EU grants Irish Whiskey GI
Written by Laura Cannon- Solent University student on 08 April 2019« Return to Reading Room
It was announced on April 2nd by the Irish Whiskey Association (IWA) that the European Commission has approved a geographical indication (GI) protecting the methods of producing Irish whiskey. The application was made by the Irish Government in 2014 outlining the specifications for producing spirits which can be sold as ‘Irish Whiskey’ but it wasn’t until the beginning of this month that the commission granted the GI.
A page has been posted on the European Commission’s website outlining the characteristics of the spirit. The GI has been registered for products labelled anything from; ‘Irish Whiskey’, ‘Irish Whisky’ to ‘Malt Irish Whiskey’ or ‘Grain Irish Whiskey’. According to the file all variations of Irish whiskey must be produced on the island of Ireland and the GI also specifies the detailed production methods for brewing, fermentation, distillation, maturation and bottling stages.

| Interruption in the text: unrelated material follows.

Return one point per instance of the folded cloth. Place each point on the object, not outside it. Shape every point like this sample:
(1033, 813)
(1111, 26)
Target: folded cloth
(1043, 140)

It has been stated that “Irish whiskey must be matured in wooden casks for at least three years. Bottling may take place outside the island of Ireland as long as it is subject to company controls and official verification” to comply with the terms of the GI. According to the Irish Governments submission the whiskey has unique characteristics which have not changed since the 6th century when Irish whiskey began its production.
The Irish Whiskey Association has responded to the registration stating it to be a ‘momentous achievement which will protect the traditions and high standards of Irish whiskey.’